It happens every year of course, but it’s still fairly amazing when the lawn goes from frozen white to flowy green, and the trees from bare fingers to fluffy gloves, in so short a time. I start seeds indoors in March in perfect confidence that this will happen, and then it does, and I’m amazed all over again. This is an important part of why I love having four seasons – the sheer strangeness of it, for all its familiarity. It’s a cliche and a revelation all at once. When I lived in California and missed the seasons, people would say, oh but you can drive from lawn to snow and back again here all in one day. This completely missed the point. Going somewhere else and finding it different is hardly a surprize. Waking up to it in your own yard is.

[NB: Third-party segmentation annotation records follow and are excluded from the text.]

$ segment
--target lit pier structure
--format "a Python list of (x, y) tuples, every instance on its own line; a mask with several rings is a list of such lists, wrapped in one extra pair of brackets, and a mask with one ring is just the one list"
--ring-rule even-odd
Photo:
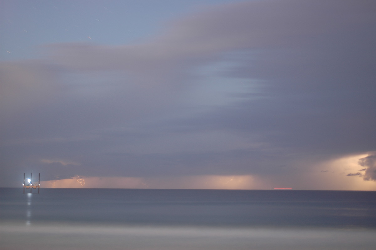
[(24, 183), (22, 184), (22, 186), (23, 187), (24, 194), (25, 193), (25, 188), (30, 188), (30, 194), (32, 192), (33, 188), (34, 189), (36, 189), (38, 188), (38, 193), (39, 194), (39, 188), (41, 187), (41, 173), (39, 173), (39, 175), (38, 176), (38, 184), (33, 184), (33, 173), (31, 173), (31, 176), (30, 177), (30, 179), (29, 179), (28, 178), (27, 179), (25, 179), (25, 173), (24, 173)]

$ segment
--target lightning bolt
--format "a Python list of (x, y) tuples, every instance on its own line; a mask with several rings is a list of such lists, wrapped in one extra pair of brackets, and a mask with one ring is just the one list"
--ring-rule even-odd
[(76, 182), (80, 183), (81, 186), (84, 186), (85, 185), (85, 180), (82, 178), (80, 178), (80, 177), (78, 175), (77, 176), (78, 178), (77, 178), (77, 180), (76, 180)]

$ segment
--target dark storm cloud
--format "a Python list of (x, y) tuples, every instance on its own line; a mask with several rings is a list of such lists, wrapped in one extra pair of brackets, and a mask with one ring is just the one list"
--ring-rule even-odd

Once the trees that bloom on bare branches have strewn their pink and white in profligate manner for a couple of weeks, it’s time for new leaves, on them as well as on the other trees. The bright bunchiness of new leaves can make the trees look full of yellow flowers, and makes me think of some lines by Robert Frost: “Nature’s first green is gold/ Her hardest hue to hold.” But as he goes on to sound a cautionary note about the passage of time and I am not in such a mood, I won’t quote the whole poem. Frost is the perfect name if you’re going to write a cautionary poem about spring. You can find it here, if you are in that mood:
https://www.poets.org/poetsorg/poem/nothing-gold-can-stay
and page down a bit.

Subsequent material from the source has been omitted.